The rulers of this play are very reputed and consider themselves high in esteem. However we see the use of “your honor” for Angelo in the play is ironic as he is corrupted and is of ill intentions. Angelo is a dual-faced pretentious man, who on assuming the post of the Duke considers himself above law and order and imposes it in the strictest of the manner onto the people. On the one hand he punishes Claudio to death for committing adultery and impregnating his fiancée while one the other, he asks Isabella, about to be nun, to sleep with him if she wants to save her brother’s life. So justice is basically void in this part of the novel while the ending is supposed to right the wrongs and settles with the marriage of most of them. Vienna’s legal code is not perfect in its form but it’s made worse by the representatives of power. The play is less of a Christian redemption and realization and more of the duplicity of power and its holders. While in one sense we can say that the Duke restored justice however it again represents the right to rule over every one of what he thinks is right instead of what really was. Most of the characters are in binary opposition to one another. Angelo’s imposition of law is a sharp alteration from Duke’s regime. Before Angelo, most of the laws “like unscoured armor, hung by the wall” (Act 2 Sc 1). There is mercy in the play but at the same time there is not. Barnardine refuses to be executed in place of Claudio and he is allowed to do so as if its Barnardine who decides whether or no he wants to die. William Hazlitt says, “Barnardine is a fine antithesis to the morality and the hypocrisy of the other characters in the play”.

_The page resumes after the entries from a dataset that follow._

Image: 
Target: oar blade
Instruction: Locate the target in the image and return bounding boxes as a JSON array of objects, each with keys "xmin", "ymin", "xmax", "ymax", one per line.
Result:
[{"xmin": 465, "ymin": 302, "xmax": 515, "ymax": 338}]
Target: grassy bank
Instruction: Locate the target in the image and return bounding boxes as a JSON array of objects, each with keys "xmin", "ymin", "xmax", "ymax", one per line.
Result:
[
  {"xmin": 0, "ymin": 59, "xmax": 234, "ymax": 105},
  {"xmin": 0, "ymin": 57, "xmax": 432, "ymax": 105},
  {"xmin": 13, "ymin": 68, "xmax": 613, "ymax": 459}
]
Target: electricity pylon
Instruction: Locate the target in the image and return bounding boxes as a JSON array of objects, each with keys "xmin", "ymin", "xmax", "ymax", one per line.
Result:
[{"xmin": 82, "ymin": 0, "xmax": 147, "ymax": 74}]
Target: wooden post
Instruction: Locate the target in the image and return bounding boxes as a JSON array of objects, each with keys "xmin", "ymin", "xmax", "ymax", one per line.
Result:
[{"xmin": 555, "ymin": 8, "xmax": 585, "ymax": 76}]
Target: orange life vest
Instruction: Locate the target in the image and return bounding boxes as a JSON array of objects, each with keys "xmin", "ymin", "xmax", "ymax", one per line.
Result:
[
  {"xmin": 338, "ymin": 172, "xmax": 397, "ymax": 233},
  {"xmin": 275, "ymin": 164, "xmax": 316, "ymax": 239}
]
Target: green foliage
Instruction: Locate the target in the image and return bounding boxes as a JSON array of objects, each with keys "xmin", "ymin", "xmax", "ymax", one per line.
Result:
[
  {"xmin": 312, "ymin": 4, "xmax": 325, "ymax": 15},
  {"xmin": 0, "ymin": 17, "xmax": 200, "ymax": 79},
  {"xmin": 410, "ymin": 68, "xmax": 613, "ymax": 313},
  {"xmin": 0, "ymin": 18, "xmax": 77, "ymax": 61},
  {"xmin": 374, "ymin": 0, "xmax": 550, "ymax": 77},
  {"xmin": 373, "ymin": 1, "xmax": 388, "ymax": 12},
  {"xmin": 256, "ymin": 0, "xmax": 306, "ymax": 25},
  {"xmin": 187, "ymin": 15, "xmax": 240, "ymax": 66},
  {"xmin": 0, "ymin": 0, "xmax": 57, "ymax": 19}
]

The legal concept of equity played a critical role in the play however to what extent was it achieved is a matter of further study. Vincentio wanted Vienna to be in order and discipline; he wanted his subjects to be law-abiding and thus wanted the laws to be implemented in a better way. When he appoints Angelo to do so, it means that he knows that he has failed in his duties however Angelo himself is proved corrupt. The Duke acts as a teacher who is also a lawgiver and a judge.